The SMR is computed taking the threshold in quiet that is similar to a equal-loudness contour , that is an approximation of the minimum that our hearing can hear; and adding to this threshold in quiet a masking curve with the Schroeder function for each spectral peak found with the function peakDetection from utilFunctions. This combination process creates an masking threshold  and then we subtract it from the spectrum of the frame to calculate the SMR.
Therefore this will result in using the frequential auditory masking to mask the quantization noise. This is because for each bit used to quantize a band, it reduces the noise of that band 6 dB. Therefore no quantization noise is achieved by assigning as much bits that will make the noise 0 to each band. In this model, we consider that the noise won't be heard if we use the bits to avoid noise in the SMR, therefore the number of bits needed to mask the quantization noise of each band is the number of the bits needed to mask the maximum SMR of the band.
Given this allocation of bits depending on the energy of each band in the frame, we use the utilFunctions method p_encode to quantize the MDCT of the frame and obtain a gain factor as we explained before.
Once we have the bits allocated, the quantized MDCT and the gain, we write this values in the file; first the gain, then the bit allocation array and finally for each band we write its quantized values only if there were any bits allocated to it.
Every 10 frames, an information about the encoding status should be displayed in the terminal. When it has finished encoding it also displays information.
The coder ends flushing the stream, closing the file and returning the path to the coded file.
The bitstream format of the .perc files is composed by a header with information needed to decode and then a body with the quantized frames and information needed to decode each frame.
- 16 bits to represent the sampling frequency.
- 12 bits to represent the length of each frame (N).
- 19 bits to represent the bitrate.
- 4 bits to represent the scale bits of the gain.
- 26 bits to represent the number of frames of the file.
Total number of bits for the header: 77 bits.
For each frame:
- bands*(scale bits) bits to represent the gain array.
- bands*4 bits to represent the bit allocation array.
- For each band:
- (bit allocation of the band)*(length of the band) bits for the quantized MDCT of the band.
Note: If the sampling frequency is 44100 Hz, then the number of bands is 25.
Total number of bits for the body changes a lot depending on the parameters
Total number of bits for the file: 77 bits of the header + bits of the body + padding bits.
The second main function of the Perceptual Coder is the decoder (function percDecoder in Bands.py). This function receives a path to a .perc file as an input parameter.
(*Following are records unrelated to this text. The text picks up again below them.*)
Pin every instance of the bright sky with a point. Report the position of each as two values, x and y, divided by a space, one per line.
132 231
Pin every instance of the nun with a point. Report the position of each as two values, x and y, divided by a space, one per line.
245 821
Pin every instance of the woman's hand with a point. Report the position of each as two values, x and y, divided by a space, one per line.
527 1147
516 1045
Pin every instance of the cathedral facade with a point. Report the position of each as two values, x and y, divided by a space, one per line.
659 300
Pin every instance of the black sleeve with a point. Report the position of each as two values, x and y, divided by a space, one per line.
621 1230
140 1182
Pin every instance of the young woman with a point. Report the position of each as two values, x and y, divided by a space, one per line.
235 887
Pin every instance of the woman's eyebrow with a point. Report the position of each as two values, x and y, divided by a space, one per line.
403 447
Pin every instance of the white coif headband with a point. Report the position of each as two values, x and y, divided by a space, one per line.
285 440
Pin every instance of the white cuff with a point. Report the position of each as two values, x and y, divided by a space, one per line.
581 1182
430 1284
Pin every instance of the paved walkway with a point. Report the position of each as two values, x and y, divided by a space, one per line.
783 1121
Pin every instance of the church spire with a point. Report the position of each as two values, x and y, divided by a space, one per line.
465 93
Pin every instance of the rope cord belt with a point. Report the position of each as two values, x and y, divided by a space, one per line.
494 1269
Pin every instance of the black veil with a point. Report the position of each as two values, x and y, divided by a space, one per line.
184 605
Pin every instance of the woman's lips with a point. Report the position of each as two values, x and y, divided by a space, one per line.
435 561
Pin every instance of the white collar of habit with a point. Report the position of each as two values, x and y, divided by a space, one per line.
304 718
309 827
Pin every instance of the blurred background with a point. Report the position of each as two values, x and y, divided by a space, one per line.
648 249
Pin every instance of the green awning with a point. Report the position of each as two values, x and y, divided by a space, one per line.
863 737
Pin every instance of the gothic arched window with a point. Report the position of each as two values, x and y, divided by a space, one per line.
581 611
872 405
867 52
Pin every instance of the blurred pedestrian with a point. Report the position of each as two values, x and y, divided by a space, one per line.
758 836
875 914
The decoder checks if the file exists and creates the Output directory if it does not exist. Adapts the output path and prints information. Defines the Birdie Reduction Constant (that will be used later) and then reads the header to obtain the useful variables to decode the file. It prints more information and then starts decoding the frames.
To decode the frames, first reads the gain factor, then the bit allocation. Initialises certain values that will be needed later and starts reading the values of the MDCT bands of the frame (if there were bits allocated, if else it just sets them to zero)
Once the values from the frame have been read from the file, it dequantizes them (unless the value is zero) and the bit allocation of the band is zero.
Then applies the gain and applies the birdie reduction explained before. It finally applies the inverse MDCT of the decoded MDCT frame and saves it for joining the frames later.
Once all the frames have been decoded and stored in a vector, some information is printed and then the frames are joined by overlapping frames as they were divided. As, again there was no windowing in the enframing (no triangular, whatsoever) the sound is normalized to obtain values between -1 and 1.
It finally writes the sound into a wav file using utilFunction's wavwrite, informs through the terminal that the decoding has been finished and returns the path to the coded file.